IUSM-Northwest hosts unique hands-on anatomy workshops

June 25, 2015

The International Human Cadaver Prosection Program, now underway at IU School of Medicine-Northwest is the only initiative in the nation allowing non-physician and non-medical student participants to actively volunteer in the school's gross anatomy laboratory.

Fifty individuals -- from across the United States, as well as Argentina, Nigeria and Mexico -- were chosen to participate in this summer's program. Other participants include 12 student radiographers and ultrasonographers, and 20 instructional faculty. In sessions through July 30, they will gain detailed knowledge of human anatomy, medical imaging and wound suturing, as well as a greater understanding of tissue histology, embryology, prosthetics, orthotics and orthopedics medical specialties. Program participants will prepare the body donors for the fall 2015 gross anatomy class by removing the donors’ skin and body fat to expose organs, muscles and other anatomical structures.

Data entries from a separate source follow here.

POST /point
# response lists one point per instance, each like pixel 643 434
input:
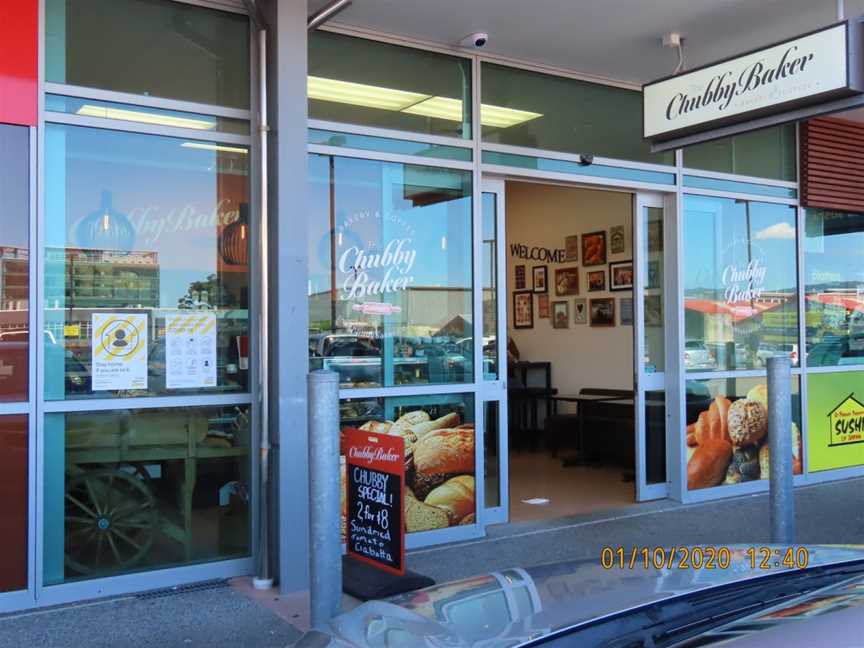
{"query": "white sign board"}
pixel 803 70
pixel 119 347
pixel 190 350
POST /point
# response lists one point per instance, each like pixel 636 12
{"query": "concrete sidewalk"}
pixel 825 514
pixel 232 615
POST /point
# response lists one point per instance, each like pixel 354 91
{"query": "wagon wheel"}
pixel 111 521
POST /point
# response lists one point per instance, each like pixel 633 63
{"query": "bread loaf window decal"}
pixel 439 465
pixel 727 443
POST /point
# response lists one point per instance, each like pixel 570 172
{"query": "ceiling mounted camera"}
pixel 477 40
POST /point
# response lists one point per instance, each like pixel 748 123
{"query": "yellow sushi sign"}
pixel 846 422
pixel 835 430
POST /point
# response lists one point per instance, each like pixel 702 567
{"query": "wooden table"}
pixel 581 400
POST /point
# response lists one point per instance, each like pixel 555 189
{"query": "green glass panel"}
pixel 360 81
pixel 388 145
pixel 159 48
pixel 834 285
pixel 525 108
pixel 564 166
pixel 766 153
pixel 734 186
pixel 147 239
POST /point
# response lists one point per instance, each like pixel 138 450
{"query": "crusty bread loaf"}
pixel 455 496
pixel 707 466
pixel 447 421
pixel 440 455
pixel 423 517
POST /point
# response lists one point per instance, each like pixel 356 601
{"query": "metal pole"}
pixel 325 540
pixel 264 580
pixel 780 450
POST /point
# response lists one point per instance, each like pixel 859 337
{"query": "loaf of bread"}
pixel 447 421
pixel 377 427
pixel 748 422
pixel 440 455
pixel 455 496
pixel 707 466
pixel 423 517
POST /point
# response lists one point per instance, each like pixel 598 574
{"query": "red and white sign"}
pixel 376 499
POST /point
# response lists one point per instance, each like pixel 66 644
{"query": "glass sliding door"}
pixel 494 350
pixel 649 345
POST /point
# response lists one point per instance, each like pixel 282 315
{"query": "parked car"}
pixel 768 349
pixel 585 603
pixel 697 355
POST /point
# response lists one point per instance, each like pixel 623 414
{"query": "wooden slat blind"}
pixel 832 164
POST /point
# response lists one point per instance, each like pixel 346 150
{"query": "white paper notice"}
pixel 119 348
pixel 190 350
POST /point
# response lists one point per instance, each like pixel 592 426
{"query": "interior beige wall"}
pixel 581 355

This is the 16th year for the program, which is directed by Ernest Talarico, Ph.D., IUSM-Northwest associate director of medical education and associate professor of human gross anatomy and embryology.

Unique bonds and the “first patient” philosophy

IUSM-Northwest is hosting the International Human Cadaver Prosection Program for the 16th year. It's the only program in the nation in which non-physician and non-medical student participants can actively volunteer in the school's gross anatomy laboratory. | Photo By IUSM-Northwest

The IHCPP is anchored in teaching gratitude, respect and professionalism. In addition to learning basic anatomy, participants celebrate human dignity. Following the program's protocol, which is based on the Clinical Anatomy Journal, participants treat donors in the laboratory with the same dignity and consideration that living patients expect from their physicians. Participants are reminded that these donors have essentially become “first patients” -- not only for them, but for the medical students who follow in the fall.

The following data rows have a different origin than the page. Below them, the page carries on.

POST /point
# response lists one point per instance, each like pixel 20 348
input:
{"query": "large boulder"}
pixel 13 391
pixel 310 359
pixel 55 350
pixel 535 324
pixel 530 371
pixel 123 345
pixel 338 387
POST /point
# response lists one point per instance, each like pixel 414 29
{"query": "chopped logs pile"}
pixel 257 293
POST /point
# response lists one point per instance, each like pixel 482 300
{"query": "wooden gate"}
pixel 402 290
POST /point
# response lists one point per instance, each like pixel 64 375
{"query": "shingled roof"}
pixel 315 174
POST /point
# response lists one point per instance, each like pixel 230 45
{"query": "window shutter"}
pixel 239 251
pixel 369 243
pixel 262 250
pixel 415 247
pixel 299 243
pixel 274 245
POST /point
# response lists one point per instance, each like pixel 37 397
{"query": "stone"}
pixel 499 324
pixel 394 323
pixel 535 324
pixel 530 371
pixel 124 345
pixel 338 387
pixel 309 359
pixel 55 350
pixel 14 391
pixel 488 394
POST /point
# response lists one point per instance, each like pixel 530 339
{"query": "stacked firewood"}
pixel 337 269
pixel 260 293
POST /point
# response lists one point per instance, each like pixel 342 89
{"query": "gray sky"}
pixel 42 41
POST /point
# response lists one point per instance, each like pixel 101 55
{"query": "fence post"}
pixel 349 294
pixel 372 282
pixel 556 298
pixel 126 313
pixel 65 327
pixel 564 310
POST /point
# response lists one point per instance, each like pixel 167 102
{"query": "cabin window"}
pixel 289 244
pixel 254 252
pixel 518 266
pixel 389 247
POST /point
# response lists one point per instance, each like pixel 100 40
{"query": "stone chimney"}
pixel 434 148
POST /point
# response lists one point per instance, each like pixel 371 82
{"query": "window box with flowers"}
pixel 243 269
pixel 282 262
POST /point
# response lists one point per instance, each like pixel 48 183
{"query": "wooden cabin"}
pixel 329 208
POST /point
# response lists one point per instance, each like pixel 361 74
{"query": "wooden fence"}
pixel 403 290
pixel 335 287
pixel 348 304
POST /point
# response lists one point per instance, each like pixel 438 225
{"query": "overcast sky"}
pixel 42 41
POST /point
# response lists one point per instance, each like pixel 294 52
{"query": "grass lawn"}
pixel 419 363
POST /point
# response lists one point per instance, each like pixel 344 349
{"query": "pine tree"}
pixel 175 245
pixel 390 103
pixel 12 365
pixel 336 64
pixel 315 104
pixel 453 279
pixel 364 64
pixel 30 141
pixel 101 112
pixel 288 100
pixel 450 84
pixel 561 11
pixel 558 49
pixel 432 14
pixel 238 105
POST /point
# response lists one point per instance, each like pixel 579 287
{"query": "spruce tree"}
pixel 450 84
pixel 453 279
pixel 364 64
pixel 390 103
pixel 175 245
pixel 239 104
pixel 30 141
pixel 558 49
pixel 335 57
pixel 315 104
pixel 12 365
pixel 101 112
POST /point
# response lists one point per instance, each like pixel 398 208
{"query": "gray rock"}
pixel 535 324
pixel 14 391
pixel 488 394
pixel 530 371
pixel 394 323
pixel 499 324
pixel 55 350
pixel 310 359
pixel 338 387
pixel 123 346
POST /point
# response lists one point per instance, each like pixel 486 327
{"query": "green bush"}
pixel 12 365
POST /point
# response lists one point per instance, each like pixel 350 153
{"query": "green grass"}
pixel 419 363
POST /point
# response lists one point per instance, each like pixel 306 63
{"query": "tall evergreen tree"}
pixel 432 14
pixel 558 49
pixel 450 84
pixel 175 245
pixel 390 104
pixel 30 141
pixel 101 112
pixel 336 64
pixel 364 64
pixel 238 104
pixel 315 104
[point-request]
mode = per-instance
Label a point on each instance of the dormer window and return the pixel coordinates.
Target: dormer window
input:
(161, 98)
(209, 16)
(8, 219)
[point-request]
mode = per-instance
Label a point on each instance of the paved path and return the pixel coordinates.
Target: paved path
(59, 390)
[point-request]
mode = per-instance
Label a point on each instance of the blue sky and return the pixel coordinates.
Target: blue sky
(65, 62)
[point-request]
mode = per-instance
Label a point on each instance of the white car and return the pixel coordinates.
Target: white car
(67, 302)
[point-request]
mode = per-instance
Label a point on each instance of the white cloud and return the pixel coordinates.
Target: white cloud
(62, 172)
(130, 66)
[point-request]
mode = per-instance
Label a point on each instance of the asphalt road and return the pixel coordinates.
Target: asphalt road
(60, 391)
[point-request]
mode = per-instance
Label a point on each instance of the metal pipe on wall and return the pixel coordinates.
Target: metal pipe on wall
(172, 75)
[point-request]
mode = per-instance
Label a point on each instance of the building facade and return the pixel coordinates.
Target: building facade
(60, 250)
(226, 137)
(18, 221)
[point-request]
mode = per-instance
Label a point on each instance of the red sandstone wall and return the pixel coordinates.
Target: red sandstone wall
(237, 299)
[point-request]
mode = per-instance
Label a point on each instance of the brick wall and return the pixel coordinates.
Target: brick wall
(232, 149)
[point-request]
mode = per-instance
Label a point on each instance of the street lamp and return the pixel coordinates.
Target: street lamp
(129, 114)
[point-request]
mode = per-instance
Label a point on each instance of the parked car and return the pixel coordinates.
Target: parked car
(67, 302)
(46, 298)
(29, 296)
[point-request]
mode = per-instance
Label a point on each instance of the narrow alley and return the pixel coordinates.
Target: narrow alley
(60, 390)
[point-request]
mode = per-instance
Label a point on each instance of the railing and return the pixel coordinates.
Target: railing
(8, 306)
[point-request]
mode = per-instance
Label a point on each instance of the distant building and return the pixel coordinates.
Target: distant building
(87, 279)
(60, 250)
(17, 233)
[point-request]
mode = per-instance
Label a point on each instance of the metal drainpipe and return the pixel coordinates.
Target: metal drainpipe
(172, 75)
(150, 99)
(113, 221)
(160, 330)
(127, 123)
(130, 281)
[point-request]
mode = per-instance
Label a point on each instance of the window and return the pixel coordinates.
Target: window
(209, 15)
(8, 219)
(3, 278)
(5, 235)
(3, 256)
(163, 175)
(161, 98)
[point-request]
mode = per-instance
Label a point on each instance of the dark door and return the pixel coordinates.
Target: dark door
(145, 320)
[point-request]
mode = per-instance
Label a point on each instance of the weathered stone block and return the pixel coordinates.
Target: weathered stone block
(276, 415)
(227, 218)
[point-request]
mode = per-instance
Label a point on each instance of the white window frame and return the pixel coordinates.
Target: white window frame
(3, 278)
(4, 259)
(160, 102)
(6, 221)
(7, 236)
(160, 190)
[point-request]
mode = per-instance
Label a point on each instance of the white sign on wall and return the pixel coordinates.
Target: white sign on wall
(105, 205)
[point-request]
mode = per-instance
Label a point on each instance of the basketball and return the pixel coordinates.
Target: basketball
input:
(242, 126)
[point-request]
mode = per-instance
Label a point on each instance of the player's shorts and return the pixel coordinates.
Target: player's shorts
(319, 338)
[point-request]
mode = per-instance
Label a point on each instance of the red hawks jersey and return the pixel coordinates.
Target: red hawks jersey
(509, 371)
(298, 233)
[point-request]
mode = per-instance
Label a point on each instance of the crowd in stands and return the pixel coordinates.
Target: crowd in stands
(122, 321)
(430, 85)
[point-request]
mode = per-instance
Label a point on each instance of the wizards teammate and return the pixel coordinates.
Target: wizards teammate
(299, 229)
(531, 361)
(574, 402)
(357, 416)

Additionally, summer participants are given the opportunity to correspond with families of the donors. According to Dr. Talarico, it's an experience that can have a fundamental impact on participants’ future interaction with patients.

In fact, some of this year's participants are involved in the program because of their unique connections to IHCPP, such as one who learned about the program because a family member had been a donor. Through the experience, she has decided to donate her own body to the program when she passes.